Freshmen year was the hardest year for me as I dealt with friendship drama and a bit of identity crisis. I often wondered if I chose the wrong school to attend because, during this time, I felt lonely and lost. Although my situation was not about academics, I contacted my peer advisor, hoping for guidance and a little bit of encouragement.
I messaged my assigned peer advisor and planned a coffee meet-up with her, to discuss school, my major, and about what I was dealing with. Although I was not expecting a direct answer or help from her since it was a personal problem, I did want a genuine care.
Maybe it was too much I was expecting because we did just meet and technically, we were still strangers, but there was a different expectation that came with the title of 'peer advisor'.
With such little help I received, I did not want this experience to be repeated the next year. That's when I decided to be a peer advisor the next year, and now coming to my final year of being a peer advisor.
Each new school year, I think about my freshmen year - the excitement, the expectations, as well as the nervousness, and worry of the unknown, as I prepare for my own peer advisees. At first, they are all just names that I see, but soon they become faces and stories that are brought to our college campus.

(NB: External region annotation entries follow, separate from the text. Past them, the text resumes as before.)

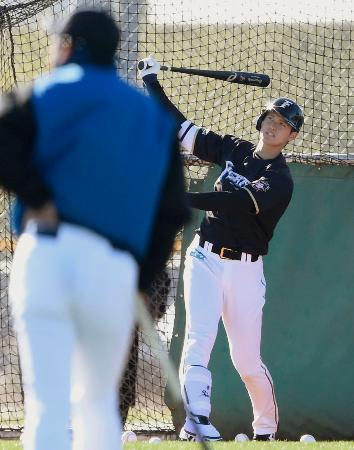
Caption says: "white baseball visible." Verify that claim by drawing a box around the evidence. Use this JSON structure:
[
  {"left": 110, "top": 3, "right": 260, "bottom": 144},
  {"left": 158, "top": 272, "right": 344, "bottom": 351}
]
[
  {"left": 235, "top": 433, "right": 249, "bottom": 442},
  {"left": 149, "top": 436, "right": 161, "bottom": 444},
  {"left": 300, "top": 434, "right": 316, "bottom": 442},
  {"left": 122, "top": 431, "right": 138, "bottom": 443}
]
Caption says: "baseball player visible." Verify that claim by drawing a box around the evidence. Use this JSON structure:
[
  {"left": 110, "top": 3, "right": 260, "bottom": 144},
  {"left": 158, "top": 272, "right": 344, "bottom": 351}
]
[
  {"left": 140, "top": 57, "right": 304, "bottom": 440},
  {"left": 0, "top": 11, "right": 188, "bottom": 450}
]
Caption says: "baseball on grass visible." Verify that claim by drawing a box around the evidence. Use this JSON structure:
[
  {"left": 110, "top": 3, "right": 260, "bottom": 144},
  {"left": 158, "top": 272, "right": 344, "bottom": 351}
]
[
  {"left": 235, "top": 433, "right": 249, "bottom": 442},
  {"left": 122, "top": 431, "right": 138, "bottom": 443},
  {"left": 149, "top": 436, "right": 161, "bottom": 444},
  {"left": 300, "top": 434, "right": 316, "bottom": 442}
]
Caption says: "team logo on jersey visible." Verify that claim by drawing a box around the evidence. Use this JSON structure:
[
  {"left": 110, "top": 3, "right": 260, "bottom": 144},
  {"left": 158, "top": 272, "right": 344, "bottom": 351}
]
[
  {"left": 214, "top": 161, "right": 250, "bottom": 191},
  {"left": 251, "top": 177, "right": 270, "bottom": 192}
]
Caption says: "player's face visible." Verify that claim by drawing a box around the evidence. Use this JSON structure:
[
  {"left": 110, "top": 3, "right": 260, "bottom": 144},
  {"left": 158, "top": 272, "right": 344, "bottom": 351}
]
[{"left": 261, "top": 111, "right": 297, "bottom": 148}]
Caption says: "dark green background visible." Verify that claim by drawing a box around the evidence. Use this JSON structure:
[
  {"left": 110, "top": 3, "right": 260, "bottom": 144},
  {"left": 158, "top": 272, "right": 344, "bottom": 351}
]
[{"left": 166, "top": 163, "right": 354, "bottom": 439}]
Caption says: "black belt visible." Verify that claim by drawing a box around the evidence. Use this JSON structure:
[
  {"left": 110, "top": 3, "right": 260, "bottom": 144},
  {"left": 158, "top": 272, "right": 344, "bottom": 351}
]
[{"left": 199, "top": 237, "right": 259, "bottom": 262}]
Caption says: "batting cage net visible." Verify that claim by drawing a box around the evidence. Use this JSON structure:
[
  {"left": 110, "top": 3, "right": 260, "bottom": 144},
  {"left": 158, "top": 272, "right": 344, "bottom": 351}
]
[{"left": 0, "top": 0, "right": 354, "bottom": 432}]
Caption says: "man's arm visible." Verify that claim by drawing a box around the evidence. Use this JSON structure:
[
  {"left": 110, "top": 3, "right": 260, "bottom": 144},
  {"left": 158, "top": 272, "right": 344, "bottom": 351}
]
[
  {"left": 139, "top": 138, "right": 190, "bottom": 292},
  {"left": 0, "top": 92, "right": 51, "bottom": 210}
]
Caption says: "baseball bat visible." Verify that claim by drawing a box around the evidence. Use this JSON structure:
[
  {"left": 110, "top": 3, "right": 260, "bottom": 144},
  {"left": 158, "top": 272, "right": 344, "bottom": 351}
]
[{"left": 138, "top": 61, "right": 270, "bottom": 87}]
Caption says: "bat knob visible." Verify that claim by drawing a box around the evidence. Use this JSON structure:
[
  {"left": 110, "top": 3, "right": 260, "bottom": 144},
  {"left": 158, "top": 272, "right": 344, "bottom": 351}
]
[{"left": 138, "top": 60, "right": 145, "bottom": 70}]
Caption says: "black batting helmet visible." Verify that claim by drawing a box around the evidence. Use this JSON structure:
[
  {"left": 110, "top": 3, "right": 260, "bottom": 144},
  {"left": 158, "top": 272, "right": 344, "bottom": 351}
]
[{"left": 256, "top": 97, "right": 304, "bottom": 132}]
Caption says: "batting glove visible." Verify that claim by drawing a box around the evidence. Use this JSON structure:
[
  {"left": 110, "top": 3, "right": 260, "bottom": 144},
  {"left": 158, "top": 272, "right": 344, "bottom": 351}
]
[{"left": 138, "top": 55, "right": 161, "bottom": 79}]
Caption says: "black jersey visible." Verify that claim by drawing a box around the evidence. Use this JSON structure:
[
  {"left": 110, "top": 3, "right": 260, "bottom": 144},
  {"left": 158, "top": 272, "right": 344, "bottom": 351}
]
[{"left": 188, "top": 129, "right": 293, "bottom": 255}]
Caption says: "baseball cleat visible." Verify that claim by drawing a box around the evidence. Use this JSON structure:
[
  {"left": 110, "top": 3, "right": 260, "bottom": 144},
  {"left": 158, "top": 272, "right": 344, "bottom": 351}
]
[
  {"left": 253, "top": 433, "right": 275, "bottom": 441},
  {"left": 179, "top": 416, "right": 222, "bottom": 442}
]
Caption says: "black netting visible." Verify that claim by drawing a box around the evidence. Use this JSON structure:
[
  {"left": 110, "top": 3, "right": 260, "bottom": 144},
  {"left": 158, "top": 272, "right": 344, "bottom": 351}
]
[{"left": 0, "top": 0, "right": 354, "bottom": 438}]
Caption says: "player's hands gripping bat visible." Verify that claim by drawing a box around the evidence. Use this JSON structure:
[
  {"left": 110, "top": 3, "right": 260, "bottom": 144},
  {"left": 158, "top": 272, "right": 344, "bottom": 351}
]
[{"left": 138, "top": 55, "right": 270, "bottom": 87}]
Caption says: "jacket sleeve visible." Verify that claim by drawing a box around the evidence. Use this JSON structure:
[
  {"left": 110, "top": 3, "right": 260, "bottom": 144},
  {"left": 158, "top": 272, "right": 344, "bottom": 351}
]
[
  {"left": 139, "top": 141, "right": 190, "bottom": 291},
  {"left": 0, "top": 88, "right": 50, "bottom": 209}
]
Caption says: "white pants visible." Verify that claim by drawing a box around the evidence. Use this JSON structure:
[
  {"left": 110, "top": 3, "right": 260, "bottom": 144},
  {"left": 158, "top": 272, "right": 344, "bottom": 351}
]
[
  {"left": 10, "top": 224, "right": 137, "bottom": 450},
  {"left": 181, "top": 236, "right": 278, "bottom": 434}
]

College is so confusing at first with so many unanswered questions thrown at your face, but as a peer advisor, I always hope to at least be a friend in my advisee's beginning stages. There usually isn't continuous communication after about two months, but to be a help during those few weeks of school is enough for me.
College experiences will be very different for each person, but to use my personal experience as a guideline might be helpful to someone, somehow, and I may also be able to learn from my advisees as well.
It's exciting and I am excited for my last year as a peer advisor.